Depuis le début de cette sixième saison (ou seconde partie de cinquième saison au choix), la timeline de la série s’est contractée au point de ne plus autoriser aucune ellipse. Nous suivons Walt, Jesse et Hank sans discontinuer et même si l’on sent l’apothéose poindre à l’horizon, chaque scène rajoute de la poudre et tout plein de trucs inflammables à la sentence qui arrivera ipso facto dans quatre semaines. Les camps se dessinent et s’il nous a paru difficile de lire les intentions réelles des protagonistes ces cinq dernières années, on peine désormais à envisager autre chose que l’inéluctabilité. Hank, Marie et Jesse d’un côté contre Walt, Skyler et Saul de l’autre, la détermination de chaque camp étant définie par son implication dans la finalité de toute cette histoire.
Manipulations diaboliques et justice implacable
Cette semaine, Walt parvient à manipuler Junior, galère à manipuler sa femme et se vautre royalement en tentant la même chose avec Jesse tout en n’ayant plus aucun contact avec la famille Schrader. Et la puissance du personnage nous saute désormais aux yeux dans chaque ligne de dialogue qu’il prononce. Nous sentons subtilement l’intensité que Walt veut prodiguer à ses bobards, farfelus ici pour en amener un plus plausible là, et depuis le début de la série, nous assistons à la partie d’échecs que se livre Walt contre lui-même, comme si le pouvoir de ses manipulations dépendaient de sa propre crédulité.
Le premier coup de téléphone à Jesse est ainsi un formidable pied de nez à la relation qui unissait les deux personnages et deux éléments de l’épisode viennent immortaliser leurs instants de vie : Jesse disant « he was my teacher » et Hank lui expliquant sans savoir lui-même à quel point il est dans le vrai que Walt l’aime vraiment, surement comme Léonard aime son disciple…

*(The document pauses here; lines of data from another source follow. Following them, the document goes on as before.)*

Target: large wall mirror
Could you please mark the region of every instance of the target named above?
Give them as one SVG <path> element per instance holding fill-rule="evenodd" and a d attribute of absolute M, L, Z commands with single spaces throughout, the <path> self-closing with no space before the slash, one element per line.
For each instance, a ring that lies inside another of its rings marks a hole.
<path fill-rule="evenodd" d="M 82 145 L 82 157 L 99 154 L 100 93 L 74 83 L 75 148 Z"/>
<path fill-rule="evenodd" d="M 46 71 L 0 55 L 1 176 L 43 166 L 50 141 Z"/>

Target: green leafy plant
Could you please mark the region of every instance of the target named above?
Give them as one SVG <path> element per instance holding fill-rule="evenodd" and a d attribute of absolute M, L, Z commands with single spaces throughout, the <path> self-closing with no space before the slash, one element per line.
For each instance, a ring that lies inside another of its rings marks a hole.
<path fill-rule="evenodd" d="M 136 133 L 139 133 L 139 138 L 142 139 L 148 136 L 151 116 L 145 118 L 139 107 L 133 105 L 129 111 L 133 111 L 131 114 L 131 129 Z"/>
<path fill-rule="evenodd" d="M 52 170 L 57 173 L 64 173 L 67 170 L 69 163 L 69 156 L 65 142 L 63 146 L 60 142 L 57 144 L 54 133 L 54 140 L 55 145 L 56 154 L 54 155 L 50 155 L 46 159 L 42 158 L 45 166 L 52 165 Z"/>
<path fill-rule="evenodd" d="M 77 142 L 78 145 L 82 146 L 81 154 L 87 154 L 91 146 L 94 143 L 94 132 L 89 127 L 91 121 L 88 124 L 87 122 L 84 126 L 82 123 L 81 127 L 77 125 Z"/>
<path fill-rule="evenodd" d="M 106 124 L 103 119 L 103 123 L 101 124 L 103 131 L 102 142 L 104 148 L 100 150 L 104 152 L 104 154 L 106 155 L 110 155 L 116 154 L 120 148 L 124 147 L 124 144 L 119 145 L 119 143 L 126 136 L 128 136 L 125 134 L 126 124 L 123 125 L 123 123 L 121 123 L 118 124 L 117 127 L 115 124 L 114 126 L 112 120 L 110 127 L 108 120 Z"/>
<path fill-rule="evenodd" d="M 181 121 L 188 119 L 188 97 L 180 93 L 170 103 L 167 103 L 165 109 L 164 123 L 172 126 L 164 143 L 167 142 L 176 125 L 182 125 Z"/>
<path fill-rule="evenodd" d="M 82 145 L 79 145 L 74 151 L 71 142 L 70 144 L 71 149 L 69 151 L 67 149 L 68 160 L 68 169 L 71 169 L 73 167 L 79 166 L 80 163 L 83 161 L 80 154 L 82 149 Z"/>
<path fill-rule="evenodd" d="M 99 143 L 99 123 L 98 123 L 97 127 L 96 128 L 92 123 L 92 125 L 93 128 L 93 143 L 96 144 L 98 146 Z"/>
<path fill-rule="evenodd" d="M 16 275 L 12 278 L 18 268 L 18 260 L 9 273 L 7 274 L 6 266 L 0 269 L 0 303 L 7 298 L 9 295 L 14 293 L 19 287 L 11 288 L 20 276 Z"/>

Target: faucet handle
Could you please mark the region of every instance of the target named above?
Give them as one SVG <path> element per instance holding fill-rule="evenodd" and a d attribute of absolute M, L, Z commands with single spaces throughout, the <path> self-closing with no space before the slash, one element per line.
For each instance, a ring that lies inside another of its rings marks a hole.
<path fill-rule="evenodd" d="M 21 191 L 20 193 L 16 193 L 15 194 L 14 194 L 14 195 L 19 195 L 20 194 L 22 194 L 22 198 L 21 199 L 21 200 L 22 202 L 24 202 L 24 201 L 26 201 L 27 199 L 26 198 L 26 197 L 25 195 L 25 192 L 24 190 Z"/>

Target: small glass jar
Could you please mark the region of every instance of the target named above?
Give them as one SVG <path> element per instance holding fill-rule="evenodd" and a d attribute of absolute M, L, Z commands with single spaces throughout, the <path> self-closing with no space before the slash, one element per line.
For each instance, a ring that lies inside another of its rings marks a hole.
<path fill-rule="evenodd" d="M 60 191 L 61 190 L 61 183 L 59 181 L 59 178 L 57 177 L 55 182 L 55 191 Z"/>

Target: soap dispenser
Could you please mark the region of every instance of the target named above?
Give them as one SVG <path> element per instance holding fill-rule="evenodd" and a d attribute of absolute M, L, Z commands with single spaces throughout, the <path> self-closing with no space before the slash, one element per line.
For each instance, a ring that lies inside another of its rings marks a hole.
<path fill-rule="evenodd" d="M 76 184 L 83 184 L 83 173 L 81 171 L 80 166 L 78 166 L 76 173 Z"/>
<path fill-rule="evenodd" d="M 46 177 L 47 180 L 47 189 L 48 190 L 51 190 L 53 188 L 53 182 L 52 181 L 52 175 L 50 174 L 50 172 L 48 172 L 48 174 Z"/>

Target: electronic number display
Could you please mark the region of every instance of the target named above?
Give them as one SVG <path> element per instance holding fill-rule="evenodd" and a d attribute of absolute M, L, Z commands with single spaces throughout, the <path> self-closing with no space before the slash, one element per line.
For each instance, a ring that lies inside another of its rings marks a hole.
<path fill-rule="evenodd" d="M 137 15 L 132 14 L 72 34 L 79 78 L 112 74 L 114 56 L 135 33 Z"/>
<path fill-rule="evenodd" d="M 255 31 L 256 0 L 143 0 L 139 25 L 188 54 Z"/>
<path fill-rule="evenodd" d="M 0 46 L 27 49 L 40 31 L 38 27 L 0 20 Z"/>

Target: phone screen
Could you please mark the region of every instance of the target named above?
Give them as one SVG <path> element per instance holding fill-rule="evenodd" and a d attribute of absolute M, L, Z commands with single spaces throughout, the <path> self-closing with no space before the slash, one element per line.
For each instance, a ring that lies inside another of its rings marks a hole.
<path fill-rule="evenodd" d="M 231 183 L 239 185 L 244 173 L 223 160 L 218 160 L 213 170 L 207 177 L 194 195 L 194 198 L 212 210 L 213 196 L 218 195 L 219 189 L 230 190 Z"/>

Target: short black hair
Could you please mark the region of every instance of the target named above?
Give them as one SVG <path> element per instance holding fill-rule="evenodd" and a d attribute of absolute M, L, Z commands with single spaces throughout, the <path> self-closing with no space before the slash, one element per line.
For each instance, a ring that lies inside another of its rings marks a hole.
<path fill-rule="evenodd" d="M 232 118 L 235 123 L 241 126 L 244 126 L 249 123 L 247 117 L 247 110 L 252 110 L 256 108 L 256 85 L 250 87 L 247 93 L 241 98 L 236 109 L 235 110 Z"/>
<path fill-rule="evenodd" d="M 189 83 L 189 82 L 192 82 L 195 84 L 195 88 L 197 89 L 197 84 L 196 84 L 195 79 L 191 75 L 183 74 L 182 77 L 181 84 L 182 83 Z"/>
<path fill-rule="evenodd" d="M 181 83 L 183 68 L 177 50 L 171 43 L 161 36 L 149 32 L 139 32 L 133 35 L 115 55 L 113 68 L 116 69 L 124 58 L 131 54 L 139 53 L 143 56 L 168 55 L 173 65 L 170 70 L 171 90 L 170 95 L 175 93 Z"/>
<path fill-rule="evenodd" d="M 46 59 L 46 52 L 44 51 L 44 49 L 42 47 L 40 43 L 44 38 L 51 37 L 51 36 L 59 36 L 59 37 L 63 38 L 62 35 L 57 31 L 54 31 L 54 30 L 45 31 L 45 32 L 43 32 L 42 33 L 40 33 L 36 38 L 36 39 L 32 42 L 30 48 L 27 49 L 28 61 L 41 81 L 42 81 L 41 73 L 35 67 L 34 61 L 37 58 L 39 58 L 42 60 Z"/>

Alors on se prend à vouloir tantôt que le camp de la justice l’emporte, et tantôt que ce soit celui de Darwin parce que bon, tant de talent, même si c’est pour le mensonge, ça mérite presque le respect. Le pire (ou le meilleur) dans tout ça, c’est que l’on sent Walt sincère et tentant réellement d’effacer son passé comme l’essence dans son salon. En ceci l’épisode est encore une mise en abyme de l’histoire de son anti héros avec un Walt qui tente encore de préserver sa famille, son foyer, sa réputation, son histoire et ses intêrets. Son, sa, ses, l’ampleur de l’implosion à laquelle nous assistons n’a d’égale que la taille de l’égo de Walter White et, ici et là, son manque volontaire d’humanité finit par devenir touchant, tout comme la haine de Jesse, Hank et Marie parce que finalement, tout ce petit monde est plus humain que nature.
Des détails
Si nous transposions Breaking Bad dans l’univers d’un autre créateur, avec d’autres scénaristes, la série perdrait surement non seulement sa saveur, mais également son intérêt. Ce qu’il y a d’incroyable dans ce show, c’est que nous autres, téléspectateurs de 2013, avons déjà vu des centaines d’histoires de trafic de drogues, de mafia, de drames familiaux poignants, de psychopathes et de relations prof/élève. Et pourtant tout est différent, de la recette aux ingrédients.
Il n’y a plus grand chose à dire sur cette série. Todd a trouvé sa raison d’être en cette fin d’épisode et nous n’avons plus qu’à appuyer quatre fois sur lecture avant de pleurer sur ce que nous attendions avec impatience depuis six ans. Finalement, la confrontation finale qui se dessine à l’horizon semble mettre Hank sur la touche au profit de Jesse . Ce sera Walter armé de Todd, contre Jesse armé de Hank. Kaijus et autres Jaegers n’ont qu’à bien se tenir, ces géants-là font justement dans la dentelle, et ce sera bien plus puissant que tout ce que la mécanique hollywoodienne nous a livré jusque-là.
Ce que j’ai aimé :
- Presque tout.
Ce que j’ai un tout petit peu moins aimé :
- Jesse a peur et c’est normal. Mais s’il sait Walt intelligent, il devrait se douter qu’il ne posterait pas un tueur pile en face de son banc. Mais bon, je chipote.